The fiery preacher also took on former President Olusegun Obasanjo who reportedly expressed the fear at the weekend that a revolution was imminent in the country.
He declared that the former president would be one of the victims of the revolution, just as he challenged him to explain the source of his wealth.
“Ex-President Olusegun Obasanjo called for revolution and it is going to fall on his head. He should tell us where he got the money he used to build his house in Abeokuta from and his farm at Ota. He should tell us how much he was paid as a military man.
“I mentioned him specifically because he was the one that called for a revolution. All the pastors who gathered around him in 1999, praying that God should give him wisdom to rule this country are the ones that led us to the sorry state that we are in now,” he said.
Calling for protests to immediately begin, Bakare noted that almost everywhere in the world, democracy was preceded by revolution, and development, just as he agonised that Nigeria had put the cart before the horse.
The guest speaker at the event, Pius Adesanmi, an Assistant Professor in the Department of English and Literature at the Carleton University, Canada, while speaking on the topic, ‘What Nigeria Owes the Tortoise,’ described the wanton greed and selfishness of the political class in Nigeria as the bane of the nation’s progress.
He said that Nigerian leaders and the elite had over the years been behaving like the selfish tortoise of Yoruba traditional folktales, which always by trickery attempts to corner what belongs to the community for his exclusive use.
According to him, the idea of a “national cake,” being perpetually shared, and never baked was at the heart of the corruption and laziness that now define Nigerian life.
Former Minister of the Federal Capital territory, FCT, Nasir el-Rufai, said the country was at a crossroads, warning that the situation would degenerate if the people did not rise up to tackle the misdeeds bedevilling the nation.
He noted that creating what he called “Nigerian elite enclave mentality” would not shield anyone from the impending crises if the people refused to act now.
According to him, people below the age of 20 currently constitute the majority of the country’s population, but that they are faced with hardship and excruciating poverty.
He bemoaned the decadence in the social structure, which he said had led to an unending cycle of violence and blood-letting, stressing that all these problems manifesting in form of violence and terrorist attacks, were products of corruption, lack of adequate education, as well as the high unemployment rate in the country.

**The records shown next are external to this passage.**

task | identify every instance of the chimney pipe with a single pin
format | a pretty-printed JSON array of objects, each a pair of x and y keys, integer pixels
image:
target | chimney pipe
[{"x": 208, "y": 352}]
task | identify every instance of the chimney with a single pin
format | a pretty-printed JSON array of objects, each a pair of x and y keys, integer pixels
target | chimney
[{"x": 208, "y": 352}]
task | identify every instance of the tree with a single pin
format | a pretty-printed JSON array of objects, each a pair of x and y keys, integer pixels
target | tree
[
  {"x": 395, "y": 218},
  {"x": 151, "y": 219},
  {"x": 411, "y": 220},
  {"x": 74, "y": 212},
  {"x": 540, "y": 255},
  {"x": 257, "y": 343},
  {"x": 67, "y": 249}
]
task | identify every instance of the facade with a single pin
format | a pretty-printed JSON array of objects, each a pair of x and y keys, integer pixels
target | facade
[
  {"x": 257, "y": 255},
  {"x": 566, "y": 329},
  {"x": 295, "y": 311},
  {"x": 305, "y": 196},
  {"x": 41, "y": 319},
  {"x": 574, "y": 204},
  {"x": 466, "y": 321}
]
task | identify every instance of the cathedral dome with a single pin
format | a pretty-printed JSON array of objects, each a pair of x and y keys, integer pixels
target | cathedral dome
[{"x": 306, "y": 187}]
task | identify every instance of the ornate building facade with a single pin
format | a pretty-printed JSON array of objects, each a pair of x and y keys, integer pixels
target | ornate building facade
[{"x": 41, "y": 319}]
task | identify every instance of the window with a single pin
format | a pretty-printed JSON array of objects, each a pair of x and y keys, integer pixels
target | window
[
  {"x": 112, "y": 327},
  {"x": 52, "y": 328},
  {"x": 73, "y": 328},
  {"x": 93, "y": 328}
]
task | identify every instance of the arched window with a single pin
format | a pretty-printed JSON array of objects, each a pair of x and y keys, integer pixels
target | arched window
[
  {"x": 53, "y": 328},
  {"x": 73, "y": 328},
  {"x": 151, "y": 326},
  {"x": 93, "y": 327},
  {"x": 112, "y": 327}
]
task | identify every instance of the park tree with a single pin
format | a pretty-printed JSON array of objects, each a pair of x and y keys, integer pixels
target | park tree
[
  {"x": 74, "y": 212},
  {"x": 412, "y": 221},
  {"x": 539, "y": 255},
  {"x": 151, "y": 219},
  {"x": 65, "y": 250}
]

Democratic People’s Alliance, DPA, governorship candidate in the 2007 general elections, Jimi Agbaje, said that the only way to improve the quality of the country’s leadership was by building civil society by the citizenry so as to know the kind of people they elect to represent them.
He noted that the fight against corruption in the country could only succeed with the collective responsibility of both the leaders and the led, calling on Nigerians to resist corrupt leaders or they would be constantly pauperised by them.

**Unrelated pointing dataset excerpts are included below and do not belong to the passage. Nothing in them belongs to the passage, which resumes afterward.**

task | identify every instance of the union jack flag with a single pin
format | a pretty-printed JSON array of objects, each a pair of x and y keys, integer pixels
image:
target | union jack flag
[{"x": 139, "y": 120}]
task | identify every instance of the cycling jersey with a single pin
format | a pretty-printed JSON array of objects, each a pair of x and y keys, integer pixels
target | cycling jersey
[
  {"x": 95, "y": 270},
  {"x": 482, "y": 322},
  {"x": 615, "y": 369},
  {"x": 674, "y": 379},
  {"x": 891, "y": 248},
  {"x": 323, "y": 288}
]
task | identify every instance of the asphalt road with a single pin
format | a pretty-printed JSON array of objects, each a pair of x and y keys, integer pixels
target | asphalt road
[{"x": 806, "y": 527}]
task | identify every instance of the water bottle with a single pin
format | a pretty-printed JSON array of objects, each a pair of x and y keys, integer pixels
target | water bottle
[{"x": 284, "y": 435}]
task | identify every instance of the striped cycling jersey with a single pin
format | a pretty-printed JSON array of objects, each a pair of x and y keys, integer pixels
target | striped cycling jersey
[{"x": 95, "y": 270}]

The President of Women Arise, Dr. Joe Okei-Odumakin, said the idea of always wanting to share the “national cake” had remained an obstacle to the nation’s development and urged the government to prosecute all the parties found culpable in the controversial oil subsidy scam.
“Gathering here is to prove a point that Nigeria belongs to all of us and we cannot fold hands and watch corruption tear us apart,” she said.
The Chairman of the Ikeja chapter of the Nigerian Bar Association, Monday Ubani, said the country had failed but still working for those responsible for it. He called for a synergy between the public and the press to chart a new course for the nation in the fight against corruption.
Former member of the House of Representatives, Dino Melaye, said the country’s problem is mainly corruption, as 60 per cent of the nation’s budgetary allocation goes to mismanagement and corruption.
He said the country was at the “emergency ward” and would go to the “intensive care unit” if the people did not act.